The new layers
The bottom layer of any business is the expensive problem(s). But you layer so much on top of that – people, business model, strategy, requirements & plans, tech stack, product design, messaging, pricing, and more.
The art of layering is choosing the right layers at the right time and skilfully binding them together.
There’s a layering process in nature too – here’s a tiny sliver of it:
“By producing sugars and proteins to entice animals to disperse their seed, the angiosperms multiplied the world’s supply of food energy, making possible the rise of large warm-blooded mammals. Without flowers, the reptiles, which had gotten along fine in a leafy, fruitless world, would probably still rule. Without flowers*, we would not be.”
― Michael Pollan, The Botany of Desire: A Plant’s-Eye View of the World*by “flowers” he means fruiting/flowering plants, grasses, shrubs, trees, etc – angiosperms
From here you can choose your metaphors for the technology and business world – if “cloud” are the angiosperms, what comes next? Dropbox.
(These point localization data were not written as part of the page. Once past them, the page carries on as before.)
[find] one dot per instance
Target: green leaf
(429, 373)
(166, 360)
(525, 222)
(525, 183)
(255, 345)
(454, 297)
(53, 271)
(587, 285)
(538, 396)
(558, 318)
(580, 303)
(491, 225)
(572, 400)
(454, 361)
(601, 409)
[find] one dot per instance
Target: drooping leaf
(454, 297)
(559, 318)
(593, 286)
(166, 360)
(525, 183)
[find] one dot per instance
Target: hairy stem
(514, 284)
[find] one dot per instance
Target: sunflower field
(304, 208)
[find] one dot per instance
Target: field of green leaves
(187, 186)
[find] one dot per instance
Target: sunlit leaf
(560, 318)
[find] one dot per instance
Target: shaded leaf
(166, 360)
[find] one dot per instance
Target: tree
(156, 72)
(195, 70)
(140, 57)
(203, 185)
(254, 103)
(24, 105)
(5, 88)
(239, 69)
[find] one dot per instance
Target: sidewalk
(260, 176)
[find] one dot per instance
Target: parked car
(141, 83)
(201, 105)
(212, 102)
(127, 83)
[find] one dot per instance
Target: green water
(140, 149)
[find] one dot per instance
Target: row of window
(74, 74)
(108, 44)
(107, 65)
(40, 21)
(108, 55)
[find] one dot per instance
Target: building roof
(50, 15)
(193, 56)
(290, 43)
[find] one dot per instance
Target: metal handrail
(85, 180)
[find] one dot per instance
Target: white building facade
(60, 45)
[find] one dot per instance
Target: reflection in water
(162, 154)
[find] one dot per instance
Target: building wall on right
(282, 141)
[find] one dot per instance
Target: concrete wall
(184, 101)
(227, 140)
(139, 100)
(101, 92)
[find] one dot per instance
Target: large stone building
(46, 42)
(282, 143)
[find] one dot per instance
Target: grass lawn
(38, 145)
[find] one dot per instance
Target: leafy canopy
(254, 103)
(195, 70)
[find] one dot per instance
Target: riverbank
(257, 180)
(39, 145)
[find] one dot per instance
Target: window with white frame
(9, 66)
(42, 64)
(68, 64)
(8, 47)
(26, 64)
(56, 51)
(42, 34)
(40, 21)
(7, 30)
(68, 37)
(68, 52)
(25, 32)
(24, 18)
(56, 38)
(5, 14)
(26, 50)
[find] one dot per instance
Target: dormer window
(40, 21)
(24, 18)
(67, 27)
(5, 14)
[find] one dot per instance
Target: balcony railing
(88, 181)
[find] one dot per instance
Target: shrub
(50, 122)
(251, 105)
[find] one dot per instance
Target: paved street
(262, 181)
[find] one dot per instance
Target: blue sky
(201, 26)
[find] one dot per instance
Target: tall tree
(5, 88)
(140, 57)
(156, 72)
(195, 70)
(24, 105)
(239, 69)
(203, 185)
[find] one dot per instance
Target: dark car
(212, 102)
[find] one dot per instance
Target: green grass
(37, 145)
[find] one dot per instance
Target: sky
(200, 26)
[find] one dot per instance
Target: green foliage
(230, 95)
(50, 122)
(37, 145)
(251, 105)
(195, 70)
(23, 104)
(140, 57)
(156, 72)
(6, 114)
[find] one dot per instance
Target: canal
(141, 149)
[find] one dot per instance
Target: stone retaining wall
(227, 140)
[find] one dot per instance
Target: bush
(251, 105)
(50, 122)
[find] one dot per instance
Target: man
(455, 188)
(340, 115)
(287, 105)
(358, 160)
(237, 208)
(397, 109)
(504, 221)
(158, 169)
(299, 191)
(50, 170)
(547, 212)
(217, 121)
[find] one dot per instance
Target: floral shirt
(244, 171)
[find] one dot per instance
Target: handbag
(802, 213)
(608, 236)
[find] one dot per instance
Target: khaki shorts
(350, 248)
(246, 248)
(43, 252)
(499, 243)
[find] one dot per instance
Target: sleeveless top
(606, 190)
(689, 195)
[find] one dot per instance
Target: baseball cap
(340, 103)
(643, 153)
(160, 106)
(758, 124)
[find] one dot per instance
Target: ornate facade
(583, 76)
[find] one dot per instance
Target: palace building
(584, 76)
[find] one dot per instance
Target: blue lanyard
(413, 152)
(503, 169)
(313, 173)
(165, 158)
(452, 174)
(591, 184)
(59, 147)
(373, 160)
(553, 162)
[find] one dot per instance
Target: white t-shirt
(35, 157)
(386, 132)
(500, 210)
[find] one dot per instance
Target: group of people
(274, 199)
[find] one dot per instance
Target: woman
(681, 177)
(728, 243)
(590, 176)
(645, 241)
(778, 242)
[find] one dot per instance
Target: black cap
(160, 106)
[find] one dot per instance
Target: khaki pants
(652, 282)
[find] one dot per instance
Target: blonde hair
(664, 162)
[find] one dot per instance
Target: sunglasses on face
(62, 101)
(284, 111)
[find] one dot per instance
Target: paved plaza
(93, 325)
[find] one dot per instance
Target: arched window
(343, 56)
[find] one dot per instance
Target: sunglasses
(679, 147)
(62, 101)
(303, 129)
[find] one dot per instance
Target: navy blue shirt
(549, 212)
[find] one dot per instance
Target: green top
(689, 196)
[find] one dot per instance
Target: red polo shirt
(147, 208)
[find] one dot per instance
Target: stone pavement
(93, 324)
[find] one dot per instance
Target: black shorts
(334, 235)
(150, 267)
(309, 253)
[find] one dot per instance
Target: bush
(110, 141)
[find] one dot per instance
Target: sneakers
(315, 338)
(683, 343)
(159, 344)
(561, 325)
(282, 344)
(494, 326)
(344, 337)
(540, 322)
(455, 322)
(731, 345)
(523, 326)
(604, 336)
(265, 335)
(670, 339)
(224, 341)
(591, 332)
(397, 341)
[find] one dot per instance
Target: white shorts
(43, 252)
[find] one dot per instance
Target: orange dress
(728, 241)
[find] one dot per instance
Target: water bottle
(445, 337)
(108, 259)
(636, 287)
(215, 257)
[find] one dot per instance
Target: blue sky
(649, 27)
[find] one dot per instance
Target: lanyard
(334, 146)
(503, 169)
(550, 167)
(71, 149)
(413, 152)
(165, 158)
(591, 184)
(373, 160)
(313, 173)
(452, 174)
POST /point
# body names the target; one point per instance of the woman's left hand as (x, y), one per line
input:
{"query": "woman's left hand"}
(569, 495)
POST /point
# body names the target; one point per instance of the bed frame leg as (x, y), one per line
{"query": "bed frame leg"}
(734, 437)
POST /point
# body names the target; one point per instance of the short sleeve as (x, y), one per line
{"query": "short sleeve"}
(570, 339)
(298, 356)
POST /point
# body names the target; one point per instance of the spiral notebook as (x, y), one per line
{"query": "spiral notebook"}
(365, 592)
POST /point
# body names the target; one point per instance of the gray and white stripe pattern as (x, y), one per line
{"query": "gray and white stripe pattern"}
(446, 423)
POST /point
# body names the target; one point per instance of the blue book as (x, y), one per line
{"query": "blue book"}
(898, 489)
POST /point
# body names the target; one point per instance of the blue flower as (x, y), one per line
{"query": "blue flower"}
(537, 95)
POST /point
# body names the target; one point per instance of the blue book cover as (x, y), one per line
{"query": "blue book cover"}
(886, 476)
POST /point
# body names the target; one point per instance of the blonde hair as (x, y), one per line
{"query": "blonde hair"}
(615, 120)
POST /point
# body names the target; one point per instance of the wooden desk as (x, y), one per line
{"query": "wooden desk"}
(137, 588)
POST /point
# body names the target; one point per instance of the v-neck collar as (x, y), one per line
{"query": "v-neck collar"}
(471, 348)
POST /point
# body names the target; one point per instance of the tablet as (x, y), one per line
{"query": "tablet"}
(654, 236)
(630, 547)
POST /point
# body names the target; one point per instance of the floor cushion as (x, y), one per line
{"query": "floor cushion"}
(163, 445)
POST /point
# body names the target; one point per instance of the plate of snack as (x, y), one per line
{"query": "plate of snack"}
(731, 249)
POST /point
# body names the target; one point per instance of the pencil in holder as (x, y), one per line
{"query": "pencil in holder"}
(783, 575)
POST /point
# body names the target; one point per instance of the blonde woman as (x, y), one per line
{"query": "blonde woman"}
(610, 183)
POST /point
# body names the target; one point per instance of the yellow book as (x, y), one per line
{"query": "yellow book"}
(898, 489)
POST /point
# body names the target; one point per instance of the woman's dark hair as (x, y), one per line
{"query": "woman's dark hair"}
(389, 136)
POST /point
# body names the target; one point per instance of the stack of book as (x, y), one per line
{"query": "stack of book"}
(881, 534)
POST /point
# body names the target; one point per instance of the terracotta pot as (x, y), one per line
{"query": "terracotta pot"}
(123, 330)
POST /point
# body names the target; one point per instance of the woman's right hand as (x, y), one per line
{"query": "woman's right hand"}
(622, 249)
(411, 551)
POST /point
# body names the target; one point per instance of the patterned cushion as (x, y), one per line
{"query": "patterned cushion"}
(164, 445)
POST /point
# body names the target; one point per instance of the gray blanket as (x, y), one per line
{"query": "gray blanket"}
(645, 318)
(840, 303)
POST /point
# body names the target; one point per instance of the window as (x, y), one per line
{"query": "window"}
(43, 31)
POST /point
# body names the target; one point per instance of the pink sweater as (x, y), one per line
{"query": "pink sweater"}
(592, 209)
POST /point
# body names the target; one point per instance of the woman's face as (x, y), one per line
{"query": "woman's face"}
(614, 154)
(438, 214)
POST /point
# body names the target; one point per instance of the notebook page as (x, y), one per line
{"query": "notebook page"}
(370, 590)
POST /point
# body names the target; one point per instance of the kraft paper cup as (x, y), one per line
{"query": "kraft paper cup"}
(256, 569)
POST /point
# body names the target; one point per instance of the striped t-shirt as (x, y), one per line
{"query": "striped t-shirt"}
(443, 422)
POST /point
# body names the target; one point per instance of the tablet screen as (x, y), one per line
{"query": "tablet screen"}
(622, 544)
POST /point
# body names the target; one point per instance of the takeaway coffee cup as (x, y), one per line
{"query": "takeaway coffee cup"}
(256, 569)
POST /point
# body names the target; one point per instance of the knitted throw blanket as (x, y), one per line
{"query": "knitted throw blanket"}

If LLMs are the angiosperms (and OpenAI is the current keystone species) here’s an inconclusive list of what comes next:
- Products that sell LLM default behavior, text generation, like Jasper.ai
- Products that sell something else, like analysis, summarization, categorization, and intelligent integration, like MyAskAI
- New services models, such as the emerging “AI automation agencies” (more than any tech startup, this phenomenon reminds me of the dotcom boom)
- Legacy software, like Notion or Brightr, that integrate AI
- Ecosystem add-ons, like aptly-named PromptLayer.com
- New LLM providers who research, design, build, deploy, host LLM services
That’s a lot of new stuff – new layers.
But that’s not surprising if you do the math on the Pollan quote – there are 1.5 trillion kilograms of humans, cows, pigs, and sheep on planet earth, all thanks to angiosperms.